Originally Published In
International Journal of Nursing and Midwifery
Since 2006 there has been universal acceptance in both developing and industrialized societies that HIV treatment and related services, including more effective programs, be available to all citizens. However, as a result of the worldwide recession and shifting health priorities, progress toward these goals has stalled. While the epidemic continues to grow (approximately 34 million globally, with 2.7 million new cases in 2010), fewer resources are dedicated to treatment and prevention than previously, and clinical staffs, especially nurses are challenged by more patient care responsibilities. This paper focuses on the relationships of HIV/AIDS care, coping strategies and work environmental stress for nurses working in an African country (Botswana) with a significant epidemic. Data for this study was obtained through questionnaires completed by a sample of 201 nurses working in different types of health facilities in rural and urban areas of Botswana.
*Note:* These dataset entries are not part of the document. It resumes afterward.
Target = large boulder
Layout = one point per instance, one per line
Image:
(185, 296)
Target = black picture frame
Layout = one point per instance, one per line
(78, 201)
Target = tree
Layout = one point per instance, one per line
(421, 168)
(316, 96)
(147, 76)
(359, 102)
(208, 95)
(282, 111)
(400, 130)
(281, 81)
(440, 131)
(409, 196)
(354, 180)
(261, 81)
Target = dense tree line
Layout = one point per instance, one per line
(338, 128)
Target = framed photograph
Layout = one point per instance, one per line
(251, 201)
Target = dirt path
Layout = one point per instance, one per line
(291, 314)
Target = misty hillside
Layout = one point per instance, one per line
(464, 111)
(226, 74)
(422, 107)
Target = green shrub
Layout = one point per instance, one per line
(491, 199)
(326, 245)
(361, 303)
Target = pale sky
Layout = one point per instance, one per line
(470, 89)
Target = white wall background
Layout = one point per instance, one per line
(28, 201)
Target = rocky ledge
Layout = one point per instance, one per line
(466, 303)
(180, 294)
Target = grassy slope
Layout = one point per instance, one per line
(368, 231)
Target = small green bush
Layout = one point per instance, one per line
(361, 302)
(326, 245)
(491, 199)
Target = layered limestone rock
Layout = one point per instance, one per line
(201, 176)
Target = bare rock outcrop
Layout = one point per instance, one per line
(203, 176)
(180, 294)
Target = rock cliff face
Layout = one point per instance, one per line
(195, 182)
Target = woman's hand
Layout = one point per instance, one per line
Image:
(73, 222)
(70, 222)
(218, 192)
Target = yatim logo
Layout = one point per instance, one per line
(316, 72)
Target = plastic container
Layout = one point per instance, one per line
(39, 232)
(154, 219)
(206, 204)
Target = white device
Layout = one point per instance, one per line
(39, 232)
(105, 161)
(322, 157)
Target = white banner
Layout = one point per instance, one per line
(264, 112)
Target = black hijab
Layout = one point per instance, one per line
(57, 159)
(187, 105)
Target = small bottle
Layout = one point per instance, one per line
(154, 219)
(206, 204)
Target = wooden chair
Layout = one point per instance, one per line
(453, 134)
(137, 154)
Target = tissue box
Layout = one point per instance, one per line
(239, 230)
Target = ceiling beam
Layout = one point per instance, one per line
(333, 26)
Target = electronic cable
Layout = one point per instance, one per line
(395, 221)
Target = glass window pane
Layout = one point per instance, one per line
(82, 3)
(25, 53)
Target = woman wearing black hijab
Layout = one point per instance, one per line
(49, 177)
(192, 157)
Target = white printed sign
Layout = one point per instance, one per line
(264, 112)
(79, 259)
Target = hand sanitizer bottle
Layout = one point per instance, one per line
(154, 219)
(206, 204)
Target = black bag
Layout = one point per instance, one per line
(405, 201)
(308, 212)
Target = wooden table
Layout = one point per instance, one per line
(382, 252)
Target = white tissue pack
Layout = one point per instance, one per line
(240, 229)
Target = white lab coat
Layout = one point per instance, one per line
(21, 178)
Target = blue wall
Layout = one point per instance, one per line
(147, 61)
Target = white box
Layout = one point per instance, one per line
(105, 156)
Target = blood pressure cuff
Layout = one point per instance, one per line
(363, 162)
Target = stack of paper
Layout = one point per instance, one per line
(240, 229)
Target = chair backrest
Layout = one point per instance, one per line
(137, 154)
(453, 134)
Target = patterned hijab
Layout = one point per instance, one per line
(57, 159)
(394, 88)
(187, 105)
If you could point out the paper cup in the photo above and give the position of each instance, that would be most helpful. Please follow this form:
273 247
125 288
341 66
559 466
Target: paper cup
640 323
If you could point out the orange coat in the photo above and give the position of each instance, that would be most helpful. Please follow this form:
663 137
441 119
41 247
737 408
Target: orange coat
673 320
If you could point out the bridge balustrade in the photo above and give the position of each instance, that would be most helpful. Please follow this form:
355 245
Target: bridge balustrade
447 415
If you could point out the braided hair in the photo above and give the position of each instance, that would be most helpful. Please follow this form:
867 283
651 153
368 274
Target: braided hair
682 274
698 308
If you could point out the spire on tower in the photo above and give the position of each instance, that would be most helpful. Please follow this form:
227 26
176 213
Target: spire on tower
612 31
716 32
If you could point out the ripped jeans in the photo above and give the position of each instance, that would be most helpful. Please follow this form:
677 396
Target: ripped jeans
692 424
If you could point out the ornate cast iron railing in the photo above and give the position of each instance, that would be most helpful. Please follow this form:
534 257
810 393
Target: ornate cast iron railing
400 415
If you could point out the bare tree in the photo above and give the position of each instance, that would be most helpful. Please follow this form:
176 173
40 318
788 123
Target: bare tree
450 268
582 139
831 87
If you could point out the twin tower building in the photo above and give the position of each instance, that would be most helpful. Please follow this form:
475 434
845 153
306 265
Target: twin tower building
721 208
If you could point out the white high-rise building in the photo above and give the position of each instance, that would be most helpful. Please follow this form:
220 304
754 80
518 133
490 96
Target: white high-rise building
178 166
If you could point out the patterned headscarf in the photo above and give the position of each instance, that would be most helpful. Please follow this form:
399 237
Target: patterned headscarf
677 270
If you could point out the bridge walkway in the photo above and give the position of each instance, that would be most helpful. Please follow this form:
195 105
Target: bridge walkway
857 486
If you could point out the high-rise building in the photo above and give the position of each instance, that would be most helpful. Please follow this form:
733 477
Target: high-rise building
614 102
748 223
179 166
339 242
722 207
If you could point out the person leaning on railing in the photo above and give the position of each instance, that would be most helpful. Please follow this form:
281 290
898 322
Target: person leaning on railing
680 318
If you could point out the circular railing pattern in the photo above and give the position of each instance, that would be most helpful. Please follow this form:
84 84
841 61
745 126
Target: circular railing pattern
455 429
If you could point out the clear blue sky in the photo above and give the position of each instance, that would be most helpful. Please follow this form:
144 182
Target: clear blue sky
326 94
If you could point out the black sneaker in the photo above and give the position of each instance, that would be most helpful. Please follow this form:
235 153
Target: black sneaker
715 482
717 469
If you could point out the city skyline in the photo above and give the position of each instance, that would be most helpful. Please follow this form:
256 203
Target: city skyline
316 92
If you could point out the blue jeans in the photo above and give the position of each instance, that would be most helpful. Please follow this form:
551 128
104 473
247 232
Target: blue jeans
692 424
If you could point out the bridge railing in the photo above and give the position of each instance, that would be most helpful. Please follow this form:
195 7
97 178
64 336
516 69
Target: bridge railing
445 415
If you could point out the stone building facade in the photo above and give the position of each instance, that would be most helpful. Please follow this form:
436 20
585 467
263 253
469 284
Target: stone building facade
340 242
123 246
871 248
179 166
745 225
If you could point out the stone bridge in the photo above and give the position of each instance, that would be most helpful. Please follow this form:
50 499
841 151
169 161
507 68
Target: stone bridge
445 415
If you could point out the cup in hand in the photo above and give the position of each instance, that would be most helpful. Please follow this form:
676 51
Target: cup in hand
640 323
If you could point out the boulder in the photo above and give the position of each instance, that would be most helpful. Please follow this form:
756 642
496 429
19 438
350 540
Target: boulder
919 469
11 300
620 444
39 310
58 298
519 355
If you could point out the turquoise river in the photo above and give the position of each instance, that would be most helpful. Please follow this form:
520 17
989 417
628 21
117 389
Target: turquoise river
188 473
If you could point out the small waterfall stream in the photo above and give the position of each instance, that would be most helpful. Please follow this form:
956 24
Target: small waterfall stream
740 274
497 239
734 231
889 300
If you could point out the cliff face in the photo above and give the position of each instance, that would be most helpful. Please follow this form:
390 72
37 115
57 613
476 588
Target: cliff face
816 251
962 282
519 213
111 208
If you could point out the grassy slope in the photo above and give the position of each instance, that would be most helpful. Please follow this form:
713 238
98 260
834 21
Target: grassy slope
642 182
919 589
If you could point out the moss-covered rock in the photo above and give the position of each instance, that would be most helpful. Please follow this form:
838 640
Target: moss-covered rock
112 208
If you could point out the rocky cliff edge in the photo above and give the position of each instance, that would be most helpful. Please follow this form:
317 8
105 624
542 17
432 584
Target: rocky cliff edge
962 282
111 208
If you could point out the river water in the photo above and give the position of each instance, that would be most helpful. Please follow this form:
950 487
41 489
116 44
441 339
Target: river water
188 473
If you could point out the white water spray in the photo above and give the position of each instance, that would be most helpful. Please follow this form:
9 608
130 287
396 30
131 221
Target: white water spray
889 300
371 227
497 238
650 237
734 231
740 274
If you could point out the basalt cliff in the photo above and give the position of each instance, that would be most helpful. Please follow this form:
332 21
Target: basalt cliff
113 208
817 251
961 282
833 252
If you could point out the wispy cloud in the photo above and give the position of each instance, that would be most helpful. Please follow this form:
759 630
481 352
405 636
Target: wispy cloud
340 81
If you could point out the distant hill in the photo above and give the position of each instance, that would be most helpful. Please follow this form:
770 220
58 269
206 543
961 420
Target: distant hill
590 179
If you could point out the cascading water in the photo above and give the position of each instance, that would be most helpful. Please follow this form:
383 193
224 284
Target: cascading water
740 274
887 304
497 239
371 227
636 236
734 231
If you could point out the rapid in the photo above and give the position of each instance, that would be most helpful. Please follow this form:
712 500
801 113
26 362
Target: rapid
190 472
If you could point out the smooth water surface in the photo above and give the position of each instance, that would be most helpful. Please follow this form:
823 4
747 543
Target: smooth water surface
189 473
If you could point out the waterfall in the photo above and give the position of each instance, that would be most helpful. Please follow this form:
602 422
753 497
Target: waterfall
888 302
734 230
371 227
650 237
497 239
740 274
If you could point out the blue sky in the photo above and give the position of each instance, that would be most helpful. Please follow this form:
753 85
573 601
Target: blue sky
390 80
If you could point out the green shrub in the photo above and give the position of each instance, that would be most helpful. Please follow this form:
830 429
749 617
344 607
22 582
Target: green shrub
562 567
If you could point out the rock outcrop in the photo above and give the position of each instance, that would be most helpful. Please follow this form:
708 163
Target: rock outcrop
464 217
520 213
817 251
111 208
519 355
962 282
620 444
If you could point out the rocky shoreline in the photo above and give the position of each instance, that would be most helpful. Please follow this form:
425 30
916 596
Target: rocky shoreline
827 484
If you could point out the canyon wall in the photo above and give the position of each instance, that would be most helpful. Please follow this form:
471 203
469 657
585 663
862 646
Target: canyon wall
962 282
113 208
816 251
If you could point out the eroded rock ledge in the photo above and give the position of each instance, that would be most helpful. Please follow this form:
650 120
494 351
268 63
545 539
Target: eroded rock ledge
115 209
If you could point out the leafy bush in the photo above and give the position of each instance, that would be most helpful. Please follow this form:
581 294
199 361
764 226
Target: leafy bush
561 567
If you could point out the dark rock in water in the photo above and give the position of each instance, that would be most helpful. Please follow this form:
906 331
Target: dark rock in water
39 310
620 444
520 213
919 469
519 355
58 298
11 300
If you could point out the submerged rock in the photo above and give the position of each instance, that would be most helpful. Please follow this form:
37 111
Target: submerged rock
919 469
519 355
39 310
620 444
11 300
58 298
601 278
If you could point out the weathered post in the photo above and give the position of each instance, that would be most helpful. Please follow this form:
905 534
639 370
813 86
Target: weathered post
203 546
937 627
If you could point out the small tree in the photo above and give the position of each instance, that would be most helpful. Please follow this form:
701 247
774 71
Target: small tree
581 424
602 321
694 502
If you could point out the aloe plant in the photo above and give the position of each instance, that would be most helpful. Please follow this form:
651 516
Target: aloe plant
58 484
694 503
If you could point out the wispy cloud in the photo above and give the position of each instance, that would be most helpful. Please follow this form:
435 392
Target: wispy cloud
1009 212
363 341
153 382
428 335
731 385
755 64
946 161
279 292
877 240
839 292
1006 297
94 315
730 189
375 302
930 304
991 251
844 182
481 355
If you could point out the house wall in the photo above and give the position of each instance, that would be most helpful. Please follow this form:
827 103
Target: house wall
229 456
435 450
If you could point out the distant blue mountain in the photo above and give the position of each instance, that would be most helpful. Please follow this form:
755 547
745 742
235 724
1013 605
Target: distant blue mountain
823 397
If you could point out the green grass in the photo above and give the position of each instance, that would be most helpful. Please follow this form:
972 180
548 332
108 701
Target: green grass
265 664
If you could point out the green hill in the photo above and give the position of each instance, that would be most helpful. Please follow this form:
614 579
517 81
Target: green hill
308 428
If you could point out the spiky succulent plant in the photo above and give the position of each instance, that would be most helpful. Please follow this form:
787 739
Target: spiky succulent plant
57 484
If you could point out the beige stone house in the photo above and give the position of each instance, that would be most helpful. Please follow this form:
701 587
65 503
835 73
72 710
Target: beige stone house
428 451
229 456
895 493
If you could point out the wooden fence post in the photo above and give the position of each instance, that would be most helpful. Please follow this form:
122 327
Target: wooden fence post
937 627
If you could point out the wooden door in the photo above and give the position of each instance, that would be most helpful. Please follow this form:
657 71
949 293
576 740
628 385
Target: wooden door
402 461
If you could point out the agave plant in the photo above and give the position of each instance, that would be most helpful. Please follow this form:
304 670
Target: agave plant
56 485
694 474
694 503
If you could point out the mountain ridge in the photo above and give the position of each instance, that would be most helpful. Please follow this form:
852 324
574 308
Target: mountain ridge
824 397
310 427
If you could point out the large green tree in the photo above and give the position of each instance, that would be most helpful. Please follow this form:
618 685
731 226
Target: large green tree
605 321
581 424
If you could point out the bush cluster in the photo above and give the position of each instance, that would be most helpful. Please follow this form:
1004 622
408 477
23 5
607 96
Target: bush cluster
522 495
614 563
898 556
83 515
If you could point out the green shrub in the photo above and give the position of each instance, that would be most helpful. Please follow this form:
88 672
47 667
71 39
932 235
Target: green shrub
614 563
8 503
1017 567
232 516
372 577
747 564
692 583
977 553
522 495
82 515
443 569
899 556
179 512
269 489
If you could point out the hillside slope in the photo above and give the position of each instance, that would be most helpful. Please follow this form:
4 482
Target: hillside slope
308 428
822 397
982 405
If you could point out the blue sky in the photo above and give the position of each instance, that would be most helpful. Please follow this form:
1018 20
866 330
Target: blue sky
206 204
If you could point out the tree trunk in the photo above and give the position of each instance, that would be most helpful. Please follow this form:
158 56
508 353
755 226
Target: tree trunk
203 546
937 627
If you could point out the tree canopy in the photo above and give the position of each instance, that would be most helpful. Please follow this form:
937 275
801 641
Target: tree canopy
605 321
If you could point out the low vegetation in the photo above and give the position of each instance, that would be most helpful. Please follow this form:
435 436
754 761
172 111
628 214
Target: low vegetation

Results show that 65% of the nurses frequently provided care to clients with HIV/AIDS. Only 35% of the nurses provided care to clients with HIV/AIDS infrequently. Those caregivers who often worked with patients infected with HIV reported significantly (p<.05) more "role demand", "job control" and "shift work" stress and said that their coping strategies were more likely to include taking food supplements. Implications for professional "burn out" among HIV/AIDS caregivers in developing societies are discussed together with strategies for more effective allocations of health care personnel.